WASHINGTON — A Van Nuys debt collection operation and the people who ran it agreed to pay $1.1 million to settle federal allegations that they improperly bullied consumers to get them to pay overdue bills and deceived clients about fees.
The settlement ends a case in which a federal judge in Los Angeles found the defendants liable for $33.8 million in fines and penalties. The defendants, however, had no more money to pay the judgment, the Federal Trade Commission said Thursday.
The deal, stemming from a 2011 case against Forensic Case Management Services Inc., owner David M. Hynes II and other officers, permanently bars the operators from the debt collection business.
The case was part of an FTC crackdown on abusive debt-collection practices, especially as the sluggish recovery from the Great Recession pushed more consumers into debt.
Employees of the company, which did business as Rumson, Bolling & Associates, among other names, violated federal law by berating and threatening people in pursuit of old debts and improperly disclosing information about those debts to employers, co-workers and others, the FTC said.
"Several consumers reported that defendants even threatened to dig up the bodies of consumers' deceased relatives for alleged nonpayment of funeral bills," the agency said.
The company also allegedly deceived its clients, reneging on a "no recovery, no fee" pledge in its collection of old debts. In many cases, the company kept more of the money it collected than it was entitled to, and in some instances added fees, the FTC said.
In 2011, a federal judge halted the company's operations.

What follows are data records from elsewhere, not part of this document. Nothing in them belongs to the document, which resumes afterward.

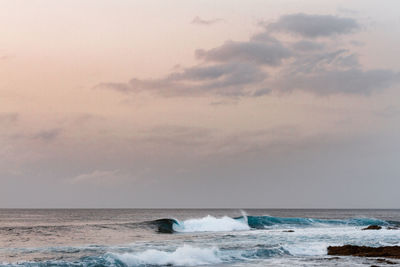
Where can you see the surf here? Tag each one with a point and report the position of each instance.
(244, 223)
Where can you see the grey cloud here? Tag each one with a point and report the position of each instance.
(312, 26)
(307, 46)
(224, 79)
(351, 81)
(265, 53)
(199, 21)
(329, 60)
(238, 69)
(47, 135)
(8, 117)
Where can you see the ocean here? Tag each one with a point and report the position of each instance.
(190, 237)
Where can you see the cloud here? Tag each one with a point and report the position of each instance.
(96, 176)
(312, 26)
(242, 69)
(351, 81)
(8, 117)
(199, 21)
(265, 53)
(230, 79)
(307, 46)
(47, 135)
(335, 72)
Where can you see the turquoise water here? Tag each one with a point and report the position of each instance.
(189, 237)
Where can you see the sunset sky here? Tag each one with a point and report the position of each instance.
(181, 103)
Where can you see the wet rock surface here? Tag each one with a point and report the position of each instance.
(373, 227)
(363, 251)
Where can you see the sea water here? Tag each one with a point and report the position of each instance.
(196, 237)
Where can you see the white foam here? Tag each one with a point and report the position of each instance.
(182, 256)
(211, 224)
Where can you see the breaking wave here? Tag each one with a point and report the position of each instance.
(227, 224)
(182, 256)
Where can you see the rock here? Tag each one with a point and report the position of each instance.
(363, 251)
(385, 261)
(373, 227)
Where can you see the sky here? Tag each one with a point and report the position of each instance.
(199, 104)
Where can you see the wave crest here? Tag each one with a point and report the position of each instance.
(182, 256)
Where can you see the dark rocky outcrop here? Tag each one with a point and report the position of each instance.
(363, 251)
(373, 227)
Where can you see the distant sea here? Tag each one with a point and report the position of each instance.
(189, 237)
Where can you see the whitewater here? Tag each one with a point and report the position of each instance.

Under the settlement, Forensic Case Management, Specialized Recovery Inc. and Commercial Receivables Acquisition Inc., along with Hynes and former executive Lorena Quiroz-Hynes, will be required to pay $700,000 because they cannot afford to pay the rest, the FTC said.
Two others connected to the companies, James S. Hynes and Heather True, agreed to smaller judgments that were suspended because of their inability to pay.
None of them admitted any wrongdoing, said their attorney, Christopher L. Pitet of Newport Beach.
"From Day One, we have denied doing anything wrong," Pitet said. "We had extensive training and policies in place to prevent abusive debt-collection practices, and to the extent any employees engaged in those practices … it was against company policy."
In a separate settlement, three companies controlled by David Hynes — Vesper Collins, Ramillies, both of Sherman Oaks, and Innsbruck — agreed to pay $403,487. The companies weren't involved in the alleged debt-collection violations, but profited from them, the FTC said.